Es gibt noch mehr solch langlebige Themen in Hoprichs Gedichten, die Nacht etwa, Wünsche und Namen aufs Fensterbrett geschrieben, Wiese und Büsche der Kindheit, selbst einzelne Zeilen werden in verschiedenen Gedichten aufgenommen und neu durchgespielt (etwa "ich weine ungenau" in "Ich bleibe manchmal stehen" und in "Alles ist ungefähr"). Wenn in dieser Ausgabe häufig von solch zusammengehörigen Gedichten das jüngere zuerst gedruckt ist, so mag das den Gepflogenheiten historisch-kritischer Ausgaben widersprechen, für den Leser aber, der ja tatsächlich auf diese Gedichte der 50er und 60er Jahre zurückschaut, ist es die angemessene Blickrichtung.

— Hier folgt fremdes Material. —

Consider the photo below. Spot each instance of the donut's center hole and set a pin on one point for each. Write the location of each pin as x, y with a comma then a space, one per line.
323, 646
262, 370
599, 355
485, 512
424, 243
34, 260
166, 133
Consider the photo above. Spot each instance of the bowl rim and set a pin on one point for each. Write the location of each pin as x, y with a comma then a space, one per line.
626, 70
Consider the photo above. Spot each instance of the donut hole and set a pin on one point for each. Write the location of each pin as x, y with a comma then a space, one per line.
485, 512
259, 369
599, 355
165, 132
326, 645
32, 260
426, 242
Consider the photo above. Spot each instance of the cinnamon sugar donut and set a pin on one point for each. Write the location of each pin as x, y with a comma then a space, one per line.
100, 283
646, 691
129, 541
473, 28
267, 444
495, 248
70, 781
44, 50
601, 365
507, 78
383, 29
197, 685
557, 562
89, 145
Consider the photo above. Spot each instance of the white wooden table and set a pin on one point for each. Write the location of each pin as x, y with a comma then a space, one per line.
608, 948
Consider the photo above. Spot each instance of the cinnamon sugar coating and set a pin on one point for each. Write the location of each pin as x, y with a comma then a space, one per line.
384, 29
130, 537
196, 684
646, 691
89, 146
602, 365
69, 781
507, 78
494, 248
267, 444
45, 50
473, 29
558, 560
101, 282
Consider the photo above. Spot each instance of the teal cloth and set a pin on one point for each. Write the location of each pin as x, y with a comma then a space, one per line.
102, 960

Und es gibt wirklich viel zu sehen in diesem Band. Die schönste Entdeckung war für mich Hoprichs wundersame Fähigkeit, uns mit Brüchen in seinen Gedichten aus einer gerade eingenommenen bequemen Lesehaltung wieder aufzuschrecken. Immer wieder lockt er mit Geläufigem: "Nimmst du mich, so wie ich bin", ja sogar "Der Mond ist aufgegangen" und "Komm, lieber Mai, und mache"; manche Gedichte (wie "Ende") schlagen einen ganz Eichendorffsch-volksliedhaften Ton an. Aber dann zieht uns der Dichter den Boden unter den Füßen weg. Immer wieder tauchen im vermeintlich Glatten (denn Hoprich beherrscht die Form und belesen ist er auch) verstörende Bilder auf: "Komm, lieber Mai, und mache / Dich aus dem Staub!", "Alles ist müd und fern / Mich unterschlägt mein Stern", "Es wuchern die Läuse / Im Sonnenschein", "Im Garten der Apfelbaum / ... / Verborgen im Wahnsinn des Eden-Ödem", "Stille Nacht, heilige Nacht! / Bangende vor den Innenräumen / ... / Es könnte sein, dass man nicht mehr erwacht". Das liest man nicht bequem in den Sessel gefläzt. Hoprichs Verse liest man mit gespannter Aufmerksamkeit.
Sternennacht
Nun ist die Stunde da,
die du täglich zum Leben brauchst.
Fontänen gewaltigen Goldes
vor der Laube deiner Sinne,
Windstille im Tal der Gestirne,
Bruderherz im Herzen.Die Nacht, die mondgetränkte Kathedrale,
umfasst deine Knie.
Zwischen den Gladiolen des Sommers
wächst du hinauf in die Himmelsgaue
und die Bären der Jungfrau
schützen dein Leben.(1967)
Wir sollten dankbar sein, dass die Stimme dieses Dichters für uns Leser zurückgewonnen worden ist – und das in einer gut ausgewählten und bezahlbaren Sammlung.